American Airlines Making Flying Even Less Comfortable

Crowded Flight
American Airlines plans major redesigns to squeeze even more people onto its airplanes.

If you fly on American Airlines, your airplane is about to get even more crowded.  Our friends over at The Points Guy are talking about American Airlines plan to spend $1.8 Billion to retrofit its narrow body airplanes to squeeze in even more seats.

Last month, we talked about American Airlines newest Aircraft, the 737 Max, which the airline has managed to jam with 172 seats, forcing them to shrink the bathroom to the point where passengers can’t fit their hands in the sink.  And according to Inc. Magazine, “American Airlines CEO Doug Parker…admitted that he’d never actually flown on one of its new 737 MAX planes. These are the ones overstuffed with seats and enjoying toilets smaller than the ones you’ll see in a dollhouse.”

Is any airline less friendly to its customers?

Being confined with so little space to move is terribly uncomfortable for everyone.  For many people, especially senior citizens, it’s also incredibly unhealthy. “Just sitting and breathing in that environment is a challenge to the system,” says Leslie Kaminoff, a yoga therapist and breathing specialist in New York on WebMD.  When you add in the cramped spaces, flying can become a major health problem.  Seniors report leg cramps, difficulty breathing, and dehydration.

Another major health risk of tight seating on airlines are blood clots associated with Deep Vein Thrombosis (DVT) which has resulted in sudden death on flights.  Symptoms of DVT, which is sometimes called “economy class syndrome,” are pain or swelling in a limb, fever, rapid heart beat, sudden, unexplained cough, and joint pain and soreness.

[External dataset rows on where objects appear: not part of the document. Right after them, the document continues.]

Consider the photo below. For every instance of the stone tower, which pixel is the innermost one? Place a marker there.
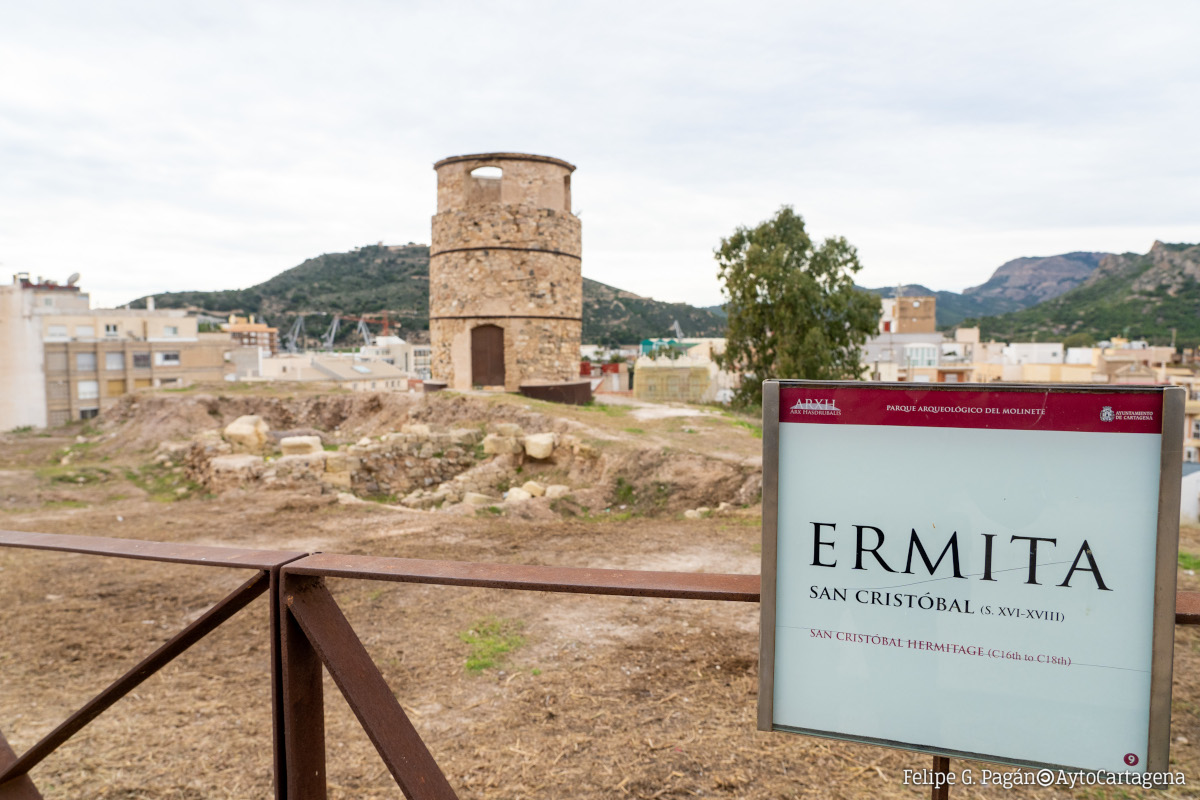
(505, 282)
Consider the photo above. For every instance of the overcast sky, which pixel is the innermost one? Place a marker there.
(157, 146)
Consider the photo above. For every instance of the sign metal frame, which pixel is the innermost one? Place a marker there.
(1165, 560)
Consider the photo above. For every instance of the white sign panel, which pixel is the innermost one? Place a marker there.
(969, 571)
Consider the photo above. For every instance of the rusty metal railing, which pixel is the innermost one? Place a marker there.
(309, 632)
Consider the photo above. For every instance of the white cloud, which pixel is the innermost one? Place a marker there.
(156, 146)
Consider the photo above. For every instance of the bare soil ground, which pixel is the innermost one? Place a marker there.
(598, 697)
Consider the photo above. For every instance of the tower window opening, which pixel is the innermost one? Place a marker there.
(484, 185)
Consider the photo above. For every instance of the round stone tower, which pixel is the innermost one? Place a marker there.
(505, 286)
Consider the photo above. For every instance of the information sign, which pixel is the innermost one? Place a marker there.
(972, 571)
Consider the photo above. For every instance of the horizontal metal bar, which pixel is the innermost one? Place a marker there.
(640, 583)
(136, 548)
(130, 680)
(499, 576)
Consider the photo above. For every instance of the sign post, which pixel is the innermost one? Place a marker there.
(972, 571)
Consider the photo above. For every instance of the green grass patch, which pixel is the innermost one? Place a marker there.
(65, 504)
(569, 506)
(161, 483)
(605, 408)
(71, 475)
(490, 639)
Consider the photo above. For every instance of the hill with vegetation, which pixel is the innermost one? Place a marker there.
(1017, 284)
(396, 280)
(1137, 296)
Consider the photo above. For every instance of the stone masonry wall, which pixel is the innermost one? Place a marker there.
(535, 350)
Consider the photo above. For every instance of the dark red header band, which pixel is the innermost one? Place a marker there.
(1005, 410)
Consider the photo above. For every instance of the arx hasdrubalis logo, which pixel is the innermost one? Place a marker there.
(808, 405)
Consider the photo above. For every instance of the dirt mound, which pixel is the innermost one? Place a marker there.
(144, 420)
(628, 469)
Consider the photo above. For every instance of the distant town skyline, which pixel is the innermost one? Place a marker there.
(157, 148)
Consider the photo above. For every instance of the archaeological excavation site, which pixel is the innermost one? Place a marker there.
(515, 693)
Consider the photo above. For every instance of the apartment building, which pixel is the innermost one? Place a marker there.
(61, 360)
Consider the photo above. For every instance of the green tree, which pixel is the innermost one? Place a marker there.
(793, 310)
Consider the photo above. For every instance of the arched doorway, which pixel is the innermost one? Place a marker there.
(487, 355)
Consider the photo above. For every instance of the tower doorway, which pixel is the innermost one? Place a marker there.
(487, 355)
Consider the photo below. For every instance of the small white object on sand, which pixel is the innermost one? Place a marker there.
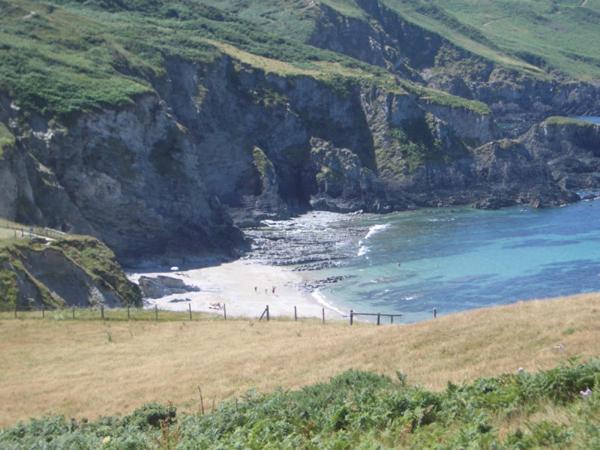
(233, 284)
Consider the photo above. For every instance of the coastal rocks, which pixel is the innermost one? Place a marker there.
(340, 181)
(313, 285)
(162, 286)
(225, 144)
(134, 162)
(67, 272)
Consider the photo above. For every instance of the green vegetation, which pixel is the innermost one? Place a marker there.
(135, 313)
(559, 408)
(414, 144)
(87, 253)
(101, 264)
(6, 139)
(70, 56)
(560, 120)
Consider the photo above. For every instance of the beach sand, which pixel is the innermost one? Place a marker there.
(233, 284)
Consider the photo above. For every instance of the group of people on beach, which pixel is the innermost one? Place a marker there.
(273, 290)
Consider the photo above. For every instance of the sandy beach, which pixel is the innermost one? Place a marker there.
(234, 283)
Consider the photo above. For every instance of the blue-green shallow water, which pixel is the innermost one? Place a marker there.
(458, 259)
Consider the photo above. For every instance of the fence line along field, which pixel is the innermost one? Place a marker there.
(93, 368)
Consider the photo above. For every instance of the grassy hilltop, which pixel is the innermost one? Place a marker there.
(116, 367)
(67, 56)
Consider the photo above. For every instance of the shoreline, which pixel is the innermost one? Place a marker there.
(245, 287)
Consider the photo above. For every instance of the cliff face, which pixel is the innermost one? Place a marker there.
(227, 140)
(72, 271)
(384, 38)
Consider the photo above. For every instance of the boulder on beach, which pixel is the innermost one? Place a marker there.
(161, 286)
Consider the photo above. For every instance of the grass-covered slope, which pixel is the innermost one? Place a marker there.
(69, 56)
(61, 272)
(170, 359)
(535, 36)
(559, 408)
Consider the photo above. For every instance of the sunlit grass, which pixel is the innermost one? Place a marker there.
(141, 361)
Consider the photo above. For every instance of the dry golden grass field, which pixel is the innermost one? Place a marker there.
(92, 368)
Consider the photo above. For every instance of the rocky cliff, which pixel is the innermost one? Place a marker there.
(164, 174)
(72, 271)
(206, 144)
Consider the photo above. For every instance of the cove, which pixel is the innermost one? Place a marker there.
(460, 258)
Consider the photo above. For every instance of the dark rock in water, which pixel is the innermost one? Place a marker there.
(162, 286)
(311, 286)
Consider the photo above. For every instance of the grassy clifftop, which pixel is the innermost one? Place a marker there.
(463, 401)
(359, 410)
(70, 56)
(227, 358)
(60, 272)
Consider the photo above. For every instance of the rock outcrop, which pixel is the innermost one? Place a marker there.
(78, 272)
(161, 286)
(166, 174)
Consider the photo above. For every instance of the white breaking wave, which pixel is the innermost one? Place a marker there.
(321, 299)
(363, 249)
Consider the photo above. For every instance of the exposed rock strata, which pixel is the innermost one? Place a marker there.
(165, 174)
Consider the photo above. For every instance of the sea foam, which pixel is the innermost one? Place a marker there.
(363, 249)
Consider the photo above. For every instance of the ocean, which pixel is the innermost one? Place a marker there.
(451, 259)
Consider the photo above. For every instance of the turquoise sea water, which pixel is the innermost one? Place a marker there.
(458, 259)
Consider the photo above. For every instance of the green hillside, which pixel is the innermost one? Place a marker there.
(70, 56)
(357, 410)
(551, 35)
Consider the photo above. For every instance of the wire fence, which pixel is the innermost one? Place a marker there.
(156, 314)
(12, 230)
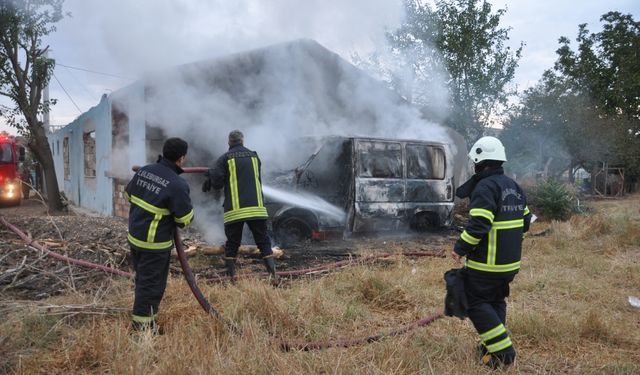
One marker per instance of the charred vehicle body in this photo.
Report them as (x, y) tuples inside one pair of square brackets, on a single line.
[(370, 184)]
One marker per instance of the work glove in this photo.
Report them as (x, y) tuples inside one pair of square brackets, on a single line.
[(206, 185)]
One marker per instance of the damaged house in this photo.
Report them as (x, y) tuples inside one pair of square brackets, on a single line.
[(289, 100)]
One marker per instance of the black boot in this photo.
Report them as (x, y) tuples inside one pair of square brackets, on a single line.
[(270, 264), (230, 265)]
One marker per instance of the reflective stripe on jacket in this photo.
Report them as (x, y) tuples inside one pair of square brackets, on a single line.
[(238, 171), (498, 218), (159, 202)]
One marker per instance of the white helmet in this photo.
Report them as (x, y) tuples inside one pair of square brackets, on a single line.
[(487, 148)]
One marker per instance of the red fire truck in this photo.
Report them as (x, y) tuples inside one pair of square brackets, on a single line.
[(10, 154)]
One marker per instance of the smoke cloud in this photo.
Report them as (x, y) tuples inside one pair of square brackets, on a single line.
[(273, 94)]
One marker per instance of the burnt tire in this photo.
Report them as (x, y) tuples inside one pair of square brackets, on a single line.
[(292, 230), (425, 222)]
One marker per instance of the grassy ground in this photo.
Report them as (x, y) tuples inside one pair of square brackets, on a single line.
[(568, 313)]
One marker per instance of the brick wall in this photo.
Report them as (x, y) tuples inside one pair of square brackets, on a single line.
[(120, 204)]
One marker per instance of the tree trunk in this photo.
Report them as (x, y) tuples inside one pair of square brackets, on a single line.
[(39, 144)]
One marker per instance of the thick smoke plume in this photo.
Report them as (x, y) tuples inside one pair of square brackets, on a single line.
[(274, 94)]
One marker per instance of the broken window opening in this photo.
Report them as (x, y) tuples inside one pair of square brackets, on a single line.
[(380, 160), (425, 162), (89, 140)]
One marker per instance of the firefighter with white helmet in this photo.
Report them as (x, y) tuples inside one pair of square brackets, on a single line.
[(491, 244)]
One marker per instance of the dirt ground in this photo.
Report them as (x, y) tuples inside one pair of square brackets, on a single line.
[(26, 273)]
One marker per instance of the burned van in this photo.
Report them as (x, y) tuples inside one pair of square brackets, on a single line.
[(351, 184)]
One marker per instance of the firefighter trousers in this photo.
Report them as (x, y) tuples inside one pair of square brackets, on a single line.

Travel & Leisure offers advice on avoiding blood clots while flying:

The best way to avoid a blood clot is to move around as much as possible during your flight. Get up out of your seat at least once an hour, and move your limbs frequently while sitting — flexing and bending your feet, ankles, and knees. If you are worried about blood clots, talk to your doctor before flying. He or she may also recommend wearing compression socks, or prescribe a blood thinner.